Um dos problemas do que fiz foi que libertei Julien da influência do anel. Ele não estava mais preso lá, significando que agora tinha controle sobre o corpo.
Embora eu pudesse retomar o controle se quisesse, sabia que um Clérigo em breve me examinaria, potencialmente usando algum método para selar Julien temporariamente.
Se eu assumisse durante o processo, seria eu quem se daria mal.
Por isso, não poderia simplesmente retomar o controle.
“Você não precisa se preocupar tanto com isso.”
Pedrinha, sentado em uma pequena pedra, lambia calmamente sua pata.
“Posso verificar a situação rapidamente sem ser detectado. Você pode recuperar seu corpo agora se quiser.”
“Posso?”
“Você está preso em uma pequena sala, amarrado por cordas. Não há ninguém dentro.”
“Espera.”
Eu franzi a testa.
“Isso não parece uma boa oportunidade.”
Isso parecia mais que meu corpo estava sendo preparado para o Clérigo proceder com o que quer que fosse. Se algo, este era provavelmente o pior momento para eu retornar.
“….Acho que vou esperar até o Clérigo agir antes de retomar meu corpo.”
“Como quiser.”
Pedrinha continuou a lamber suas patas. Quanto mais eu olhava, mais ele agia como um gato. Parecia quase assustador quando eu pensava nisso. Era mesmo a mesma criatura que me colocou em coma por quase um ano?
“O quê?”
Pedrinha virou a cabeça na minha direção.
Eu o encarei por um bom minuto antes de desviar o olhar.
“Nada.” Murmurei baixinho. “Nada mesmo…”
Que dragão mais patético.
***
No dia seguinte.
“Oh, parece que Julien está ausente,” Aoife murmurou, olhando ao redor da classe.
“Está?”
Kiera virou a cabeça e procurou por Julien, mas não importava onde olhasse, ele não estava lá.

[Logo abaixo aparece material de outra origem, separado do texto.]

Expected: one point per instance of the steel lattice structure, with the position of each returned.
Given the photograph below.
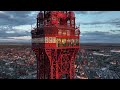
(55, 42)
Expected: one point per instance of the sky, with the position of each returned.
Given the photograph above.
(95, 26)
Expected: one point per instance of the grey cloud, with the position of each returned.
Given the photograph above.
(90, 12)
(103, 37)
(15, 18)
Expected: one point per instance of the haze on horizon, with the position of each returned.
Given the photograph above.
(95, 26)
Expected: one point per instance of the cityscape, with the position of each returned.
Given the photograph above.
(93, 61)
(59, 45)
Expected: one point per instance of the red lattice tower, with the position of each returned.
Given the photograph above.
(55, 42)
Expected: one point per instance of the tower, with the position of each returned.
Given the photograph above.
(55, 42)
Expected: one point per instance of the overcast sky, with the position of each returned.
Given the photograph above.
(95, 26)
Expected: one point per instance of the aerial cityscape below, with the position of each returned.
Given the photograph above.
(59, 45)
(93, 62)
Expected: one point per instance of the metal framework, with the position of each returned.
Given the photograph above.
(55, 42)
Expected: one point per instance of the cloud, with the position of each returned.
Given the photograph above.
(90, 12)
(15, 18)
(100, 37)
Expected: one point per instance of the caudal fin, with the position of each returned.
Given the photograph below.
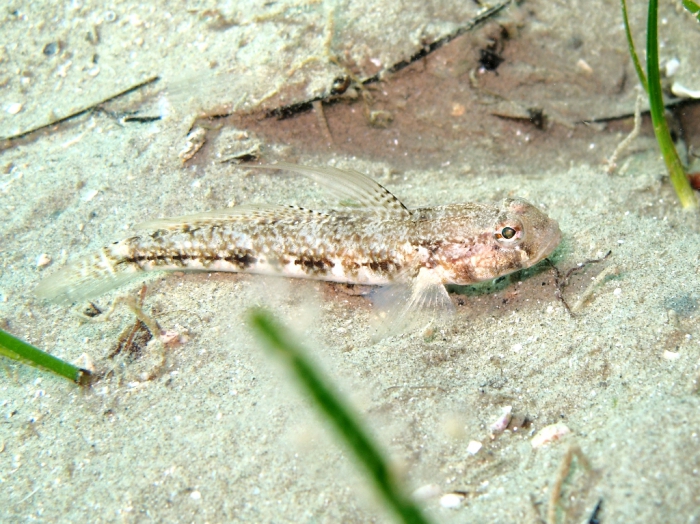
(88, 277)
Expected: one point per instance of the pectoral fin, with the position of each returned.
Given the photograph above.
(413, 305)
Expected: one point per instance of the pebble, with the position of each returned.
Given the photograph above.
(473, 447)
(426, 492)
(452, 500)
(14, 108)
(549, 434)
(43, 260)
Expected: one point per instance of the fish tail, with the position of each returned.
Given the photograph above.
(90, 276)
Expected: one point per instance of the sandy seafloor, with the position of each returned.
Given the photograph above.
(216, 432)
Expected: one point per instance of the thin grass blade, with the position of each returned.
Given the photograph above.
(274, 338)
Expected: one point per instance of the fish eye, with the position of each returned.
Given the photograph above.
(508, 233)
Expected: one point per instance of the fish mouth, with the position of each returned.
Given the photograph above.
(549, 247)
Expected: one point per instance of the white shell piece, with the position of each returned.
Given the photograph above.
(549, 434)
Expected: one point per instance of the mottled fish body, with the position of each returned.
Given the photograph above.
(376, 242)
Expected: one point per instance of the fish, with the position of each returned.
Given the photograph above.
(372, 239)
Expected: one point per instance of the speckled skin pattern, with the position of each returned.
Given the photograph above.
(377, 243)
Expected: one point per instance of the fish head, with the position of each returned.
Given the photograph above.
(516, 235)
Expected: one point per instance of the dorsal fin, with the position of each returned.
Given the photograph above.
(352, 185)
(222, 216)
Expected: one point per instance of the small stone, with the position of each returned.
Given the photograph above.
(452, 500)
(501, 423)
(473, 447)
(14, 108)
(43, 260)
(549, 434)
(426, 492)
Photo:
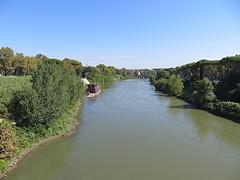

“Acho que você está certa.”
“Também não o vejo.”
Evelyn respondeu, olheiras se formando sob seus olhos. Ontem fora sua vez de lidar com Theresa e ela mal dormira.
‘Julien está desaparecido?’
Ouvindo a conversa na frente da sala, Amell sentava ao lado de Leon. Ele acabara de se sentar quando a conversa chegou aos seus ouvidos.
Embora achasse a notícia um tanto estranha, havia algo mais urgente para lidar.
Como…
‘Como me aproximo dele? Isso está sendo mais difícil do que esperava.’
…Tentar encontrar uma maneira de interagir com Leon.
Amell tentou nos últimos dias, mas sempre falhava ou as conversas não evoluíam. Nunca antes ele tivera tanta dificuldade com uma tarefa.
Isso o enlouquecia.
“Posso ter a atenção de todos? Tenho um anúncio importante.”
Uma voz sombria ecoou pela sala, atraindo o olhar dos cadetes presentes. Quando Amell ergueu a cabeça, seu olhar caiu sobre a Professora. Uma mulher corpulenta de meia-idade, com óculos afiados e postura severa.
Seus olhos cor de avelã escaneavam a sala enquanto falava:
“Julien não participará das aulas pelos próximos dias. Ocorreu uma situação que o impedirá. É tudo que me informaram. Atualizarei vocês quando souber mais.”
Vendo o tom sombrio, Amell entendeu que algo sério acontecera com Julien. O silêncio que se seguiu mostrou que todos na sala também entenderam.
Ou pelo menos foi o que ele pensou inicialmente.
“É só isso?”
Esse pensamento foi quebrado pela voz de Kiera.
Piscando, Amell virou e viu que praticamente toda a classe não parecia interessada na notícia.
Mas o quê…
“Ufa, graças a Deus. Pensei que fosse um teste surpresa.”
Kiera suspirou, enxugando o suor frio na testa. Suas palavras foram seguidas por murmúrios como: ‘Ela disse que Julien não virá por um tempo?’, ‘Por que sinto que já ouvi isso antes?’, ‘Ainda bem que não é teste. Não estudei nada.’
Quanto mais Amell ouvia, mais perplexo ficava.
Julien era tão odiado pela classe toda?
Virando-se, ele olhou para Leon, ocupado escrevendo em seu caderno.
Amell se inclinou.
“Você… também não está preocupado?”
“Hm?”
Leon ergueu a cabeça.
“Preocupado com o quê?”
“A notícia. Pelo tom sério dela, parece que—”
“Ah, isso.”
Leon acenou com a mão, parecendo desinteressado.
“Você se acostuma.”
“Eh?”
“Foque na aula. Julien faz isso de vez em quando. Ficou meio ano fora ano passado.”
“Meio ano?”
“Sim. É bem quieto, não é? Aproveite enquanto ele não volta.”
A boca de Amell abriu e fechou várias vezes. Olhando para trás, viu todos com a mesma expressão desinteressada de Leon e as palavras sumiram.
….Que lugar é esse?
Quanto mais Amell conhecia a Academia, mais a imagem prestigiosa se desfazia em seus olhos.